EL CONTRAPUNTO

Las lenguas de la humanidad

Siempre he pensado que mi pasión por nuestra portentosa Europa le debe mucho al glorioso mosaico de sus muchos idiomas

Rafael de la Fuente

Rafael de la Fuente

Lo dejó escrito en «El viento, la arena y las estrellas» Saint-Exupèry, aquel aviador y escritor angélico: «Para atrapar las claves del mundo de hoy usamos un lenguaje que en realidad se creó para descifrar el mundo del ayer.»

El título que preside hoy este modesto artículo es el mismo que me suele acompañar todas las mañanas, cuando me siento frente al teclado del ordenador: “Les langages de l’humanité”. Lo leo también en letras de oro en el lomo de ese hermoso volumen, el que sujeta las páginas de la obra del lingüista Michel Malherbe, impecablemente editada por los maestros parisinos de la casa Robert Laffont.

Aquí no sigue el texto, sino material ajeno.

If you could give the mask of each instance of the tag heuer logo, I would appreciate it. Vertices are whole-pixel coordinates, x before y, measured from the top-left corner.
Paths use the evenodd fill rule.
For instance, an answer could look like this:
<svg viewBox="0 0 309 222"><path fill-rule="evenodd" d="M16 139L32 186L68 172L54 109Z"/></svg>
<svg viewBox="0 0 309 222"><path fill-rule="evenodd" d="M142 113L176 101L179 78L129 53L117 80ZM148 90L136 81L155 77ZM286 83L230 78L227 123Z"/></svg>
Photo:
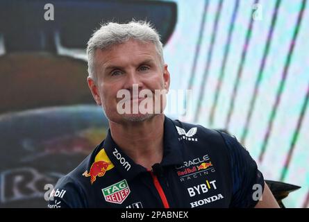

Es una enciclopedia que recoge a lo largo de sus 1.734 páginas una información valiosísima sobre los más o menos tres mil idiomas que se hablan cada día en este mundo nuestro.

Por ser un libro muy consultado por un servidor de ustedes, llegó a estar éste demasiado castigado por un uso muy intenso. Por eso, hace unos años le encargué a don Rafael Cómitre, el gran encuadernador malagueño, ilustre vecino de la malacitana calle Rafaela, para que a través de sus cirugías mágicas le devolviera al libro lozanía y vigor. Así fue. Magistralmente juntó, unió y cosió las hojas, a las que su arte ennobleció con unas espléndidas cubiertas duras, forradas con tersa piel de cabritilla. Teñida ésta a la inglesa, con el color que los pintores profesionales suelen llamar “verde carruaje”.

Los siete idiomas en los que me suelo defender con mayor o menor fortuna me recuerdan la frágil y limitadísima condición humana. Muchas veces patética en su insignificancia. Sobre todo cuando repaso en la obra de Malherbe las enigmáticas páginas dedicadas a los diferentes sistemas de escritura existentes en nuestro mundo: el cirílico, el griego, el armenio, el devanagari, el gurmukhi, el gujarati, el oriya, el bengalí, el singalés, el dhivehí, el tamul, el árabe, el hebreo, el georgiano, el coreano, el japonés y el chino, ambos en sus diferentes vertientes, el tibetano, el birmano, el thaï-lao, el khmer, el etíope, el mongol, el cri-eskimo, el siriaco, el tifinagh, sin olvidar el siempre emocionante sistema Braille, el que abre tantas puertas para los invidentes.

Afortunadamente pude aprender, siendo muy joven, los seis idiomas que constituyen mi patrimonio íntimo más valioso. Unos años más tarde hubiera sido infinitamente mas laborioso. Incluso imposible. Las lenguas que debo añadir como acompañantes y con respeto al español o castellano, como mi idioma materno. Las menciono en orden del grado de posible perfección - o imperfección - de mi dominio de las mismas: inglés, francés, alemán, sueco, italiano y portugués. Tengo que aclarar que mi segundo idioma, el inglés, es rotundamente británico. Sin complejos. Es el que suelen llamar el «King’s English». Espléndida lengua, otrora imperial, que en estos tiempos ágrafos cada vez se usa peor. Y mi querido francés, siempre cercano, idioma que me encanta leer y oir. Tan razonablemente académico en sus equilibrios entre la latinidad y lo celta. Como mi alemán, que intenta ser leal vecino de la parroquia del augusto Hochdeutsch, al que los suizos llaman el Schriftdeutsch y que quisiera que fuese casi goethiano. ¡Nadie es perfecto! Decían mis amigos escandinavos - entre ellos, Su Majestad la Reina Ingrid, Reina Madre de Dinamarca - que fonéticamente mi sueco puede ser sorprendentemente correcto. En verdad me encanta acercarme a la civilizada musicalidad de la escuela de Estocolmo. Y suelo alejarme sin complejos de los guturales excesos de las modulaciones habituales en Escania, en el sur de Suecia, que tanto recuerda al simpático danés, al que puedo entender y leer sin demasiados problemas.En cuanto al italiano, que amuebla mi corazón, intento utilizarlo sin excesivas concesiones a una pasión sin límites por la Ciudad Eterna y todo lo romano. En cuanto a mi entrañable lengua portuguesa, una pequeña aclaración: la que suelo practicar es más ultramarina, es decir, brasileira, que ibérica. Con cadencias sobre todo salvadoreñas o bahianas. Con perennes «saudades» del siempre añorado del Pelouriño y la luminosa Bahía.

Siempre he pensado que mi pasión por nuestra portentosa Europa le debe mucho al glorioso mosaico de sus muchos idiomas. Creo firmemente que uno de los horrores de lo luciferino suele ser su obsesión por un mundo que excluye a las otras lenguas. Por eso necesito la proximidad diaria de «Les langages de l’humanité»...Docto, imprescindible y sabio libro amigo que lleva en su primera página esta cita de San Agustín: «Más valen los reproches de los gramáticos que la incompresión del pueblo».